The project, proposed by ACTIA Engineering Services Tunisia as a two-month internship, aims to integrate AI-based solutions into embedded systems with limited resources and strict memory constraints. Since there is no direct toolchain for deploying and analyzing such models, a pre-processing phase was implemented using various libraries. Detailed documentation and an application note for this project are currently in development, you can check the docs
folder for more details.
The tutorial will cover techniques for data pre-processing, including creating spectrograms, converting PDM to PCM data using FIR filters, and designing tinyML models for audio classification tasks.
This project can serve as a template for audio classification tasks. However, several improvements are necessary to enhance its functionality and user experience:
- The current code architecture may be difficult to integrate into other real-time systems.

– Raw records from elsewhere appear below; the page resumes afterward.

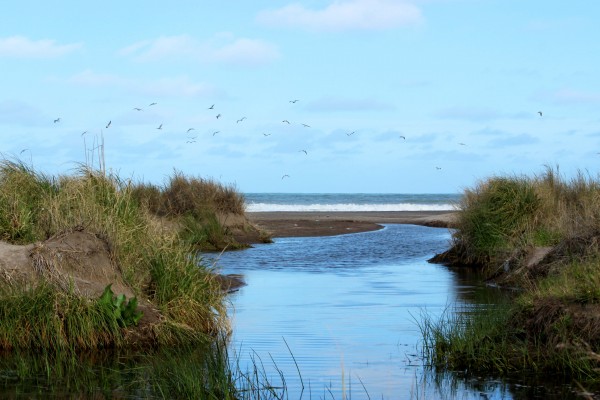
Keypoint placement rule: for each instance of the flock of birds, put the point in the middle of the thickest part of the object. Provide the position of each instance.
(192, 139)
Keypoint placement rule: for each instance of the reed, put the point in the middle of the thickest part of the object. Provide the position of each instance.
(551, 324)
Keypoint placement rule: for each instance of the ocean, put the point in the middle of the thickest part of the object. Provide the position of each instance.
(265, 202)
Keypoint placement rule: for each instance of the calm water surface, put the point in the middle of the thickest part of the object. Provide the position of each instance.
(347, 307)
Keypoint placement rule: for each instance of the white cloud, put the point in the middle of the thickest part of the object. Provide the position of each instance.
(22, 47)
(329, 104)
(343, 15)
(180, 86)
(222, 49)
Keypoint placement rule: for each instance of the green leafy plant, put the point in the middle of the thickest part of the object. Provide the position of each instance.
(125, 312)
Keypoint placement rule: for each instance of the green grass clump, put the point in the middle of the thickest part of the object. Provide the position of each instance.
(552, 323)
(154, 262)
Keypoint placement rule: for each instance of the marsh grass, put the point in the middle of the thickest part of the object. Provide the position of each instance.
(551, 326)
(157, 266)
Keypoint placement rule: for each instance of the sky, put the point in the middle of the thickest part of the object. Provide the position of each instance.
(322, 96)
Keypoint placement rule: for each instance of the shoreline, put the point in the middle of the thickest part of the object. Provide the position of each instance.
(325, 223)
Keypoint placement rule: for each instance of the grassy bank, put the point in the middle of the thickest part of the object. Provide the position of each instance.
(540, 234)
(149, 233)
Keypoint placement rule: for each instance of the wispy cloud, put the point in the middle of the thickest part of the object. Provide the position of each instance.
(19, 113)
(344, 15)
(180, 86)
(330, 104)
(478, 114)
(569, 96)
(224, 48)
(23, 47)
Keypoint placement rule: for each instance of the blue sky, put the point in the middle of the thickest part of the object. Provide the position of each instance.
(399, 96)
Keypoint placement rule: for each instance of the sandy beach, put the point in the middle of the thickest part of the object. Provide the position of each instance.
(300, 223)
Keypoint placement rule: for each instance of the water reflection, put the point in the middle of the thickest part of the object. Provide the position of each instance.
(344, 310)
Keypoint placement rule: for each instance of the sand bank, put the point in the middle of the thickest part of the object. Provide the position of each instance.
(300, 223)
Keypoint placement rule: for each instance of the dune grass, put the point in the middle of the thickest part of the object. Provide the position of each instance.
(552, 325)
(155, 263)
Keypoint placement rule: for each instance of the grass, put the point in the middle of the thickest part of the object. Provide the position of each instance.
(155, 262)
(551, 326)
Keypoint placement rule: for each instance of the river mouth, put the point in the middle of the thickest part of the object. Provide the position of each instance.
(340, 314)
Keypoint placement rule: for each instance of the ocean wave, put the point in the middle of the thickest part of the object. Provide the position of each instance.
(271, 207)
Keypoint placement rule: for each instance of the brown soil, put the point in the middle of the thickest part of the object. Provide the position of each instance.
(290, 224)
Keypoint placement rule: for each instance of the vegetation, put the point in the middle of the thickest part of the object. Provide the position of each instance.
(552, 324)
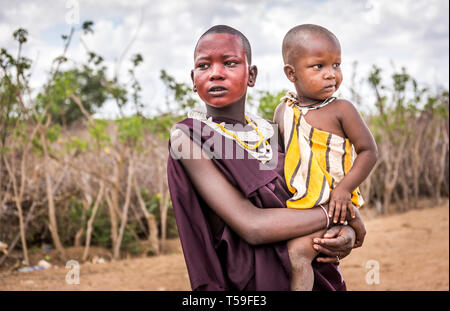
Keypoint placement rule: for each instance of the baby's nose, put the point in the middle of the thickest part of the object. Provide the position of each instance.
(329, 74)
(216, 72)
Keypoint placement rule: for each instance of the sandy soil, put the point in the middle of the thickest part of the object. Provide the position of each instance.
(409, 251)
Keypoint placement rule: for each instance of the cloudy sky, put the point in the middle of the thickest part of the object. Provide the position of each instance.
(390, 34)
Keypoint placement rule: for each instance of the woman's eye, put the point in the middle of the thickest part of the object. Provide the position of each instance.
(202, 66)
(231, 63)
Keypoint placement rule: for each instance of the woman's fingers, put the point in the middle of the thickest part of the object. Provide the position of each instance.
(331, 209)
(339, 242)
(352, 210)
(343, 213)
(331, 233)
(337, 211)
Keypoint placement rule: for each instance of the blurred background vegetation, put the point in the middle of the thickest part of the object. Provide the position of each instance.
(69, 179)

- A new implementation based on an RTOS like FreeRTOS is recommended to improve compatibility and performance.
- The system currently processes audio samples discretely every second.
- This approach can lead to unreliability in detecting keywords, as users may speak the keyword between two snapshots, resulting in missed detections.
- Implement a feature that waits for the user to initiate speech before starting to capture audio.
- This change would ensure that keywords are detected more reliably, as the system would be actively listening for user input rather than relying on fixed time intervals. By addressing these areas, the project can significantly improve its usability and effectiveness in real-time audio classification tasks.